WASHINGTON — In commemoration of the 35th anniversary of the Reagan administration’s seminal report, “A Nation at Risk,” a bipartisan group of policymakers and education and business leaders gathered at the Reagan Institute Summit on Education (RISE) to discuss the challenges and progress across the American education landscape since 1983.
With an emphasis on then-President Ronald Reagan’s message that it is the responsibility of all citizens to restore excellence in America’s schools, RISE highlighted focal areas for educators and officials at the federal, state and local levels to increase access to quality education, lifelong learning experiences and other opportunities that create pathways to fulfilling careers for students.
Frederick J. Ryan Jr., chairman of the Board of Trustees of the Ronald Reagan Presidential Foundation and Institute, said education is the institute’s first focus. He said the institute will examine five major objectives the initial “A Nation at Risk” report focused on: leadership, improving teaching, improving educational content, raising standards and expectations and adding time to the school day.
A primary concern for education leaders today is that a zip code can determine whether a student receives a quality education, said Dr. Condoleezza Rice, former U.S. Secretary of State and former provost of Stanford University. In the opening plenary, “The Learning Society,” she warned that the United States could become two societies: one that is competent and another that is not.

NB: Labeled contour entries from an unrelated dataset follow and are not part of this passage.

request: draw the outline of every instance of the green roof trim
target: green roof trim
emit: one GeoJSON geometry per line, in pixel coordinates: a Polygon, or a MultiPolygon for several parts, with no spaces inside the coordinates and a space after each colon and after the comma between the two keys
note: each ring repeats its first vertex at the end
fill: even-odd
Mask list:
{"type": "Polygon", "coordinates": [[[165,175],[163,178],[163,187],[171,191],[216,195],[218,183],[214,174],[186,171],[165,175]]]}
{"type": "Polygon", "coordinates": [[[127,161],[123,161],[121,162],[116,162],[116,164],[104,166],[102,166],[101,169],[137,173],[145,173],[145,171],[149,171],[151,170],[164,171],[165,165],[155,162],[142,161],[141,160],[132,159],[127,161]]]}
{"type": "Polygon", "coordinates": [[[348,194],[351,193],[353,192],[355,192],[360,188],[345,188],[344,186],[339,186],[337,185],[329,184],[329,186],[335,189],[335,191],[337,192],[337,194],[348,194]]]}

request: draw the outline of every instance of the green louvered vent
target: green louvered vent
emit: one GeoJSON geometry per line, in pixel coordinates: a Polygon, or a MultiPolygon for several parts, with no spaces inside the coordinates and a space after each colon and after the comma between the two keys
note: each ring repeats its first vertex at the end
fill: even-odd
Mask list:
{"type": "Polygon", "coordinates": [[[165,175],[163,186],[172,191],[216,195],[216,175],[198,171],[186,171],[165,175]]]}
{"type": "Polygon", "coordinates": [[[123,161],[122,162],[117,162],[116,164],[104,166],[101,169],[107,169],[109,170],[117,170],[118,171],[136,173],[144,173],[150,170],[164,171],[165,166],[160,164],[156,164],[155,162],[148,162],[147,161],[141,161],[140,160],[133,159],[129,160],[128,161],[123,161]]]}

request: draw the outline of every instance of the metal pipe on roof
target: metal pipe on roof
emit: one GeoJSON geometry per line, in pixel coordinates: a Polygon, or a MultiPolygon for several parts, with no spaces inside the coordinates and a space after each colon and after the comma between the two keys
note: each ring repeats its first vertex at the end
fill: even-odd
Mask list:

“A democracy really cannot thrive and survive” without quality education,” Rice said, adding that education is “the new frontier” in the civil rights struggle.
University of California president Janet Napolitano echoed Rice’s sentiment. She said a collective investment and a “joint interest” in quality education for all students “is a value for the country” and will help each individual reach the full measure of their talents, be socially engaged and enter fulfilling careers.
Rice said that as science, technology, engineering and mathematics education increase, she hopes leaders do not lose sight of the part of education that enhances “humanness” — the arts. She also urged lifelong learning, saying leaders should inspire students to “explore the range of human knowledge and keep finding ways to do it.”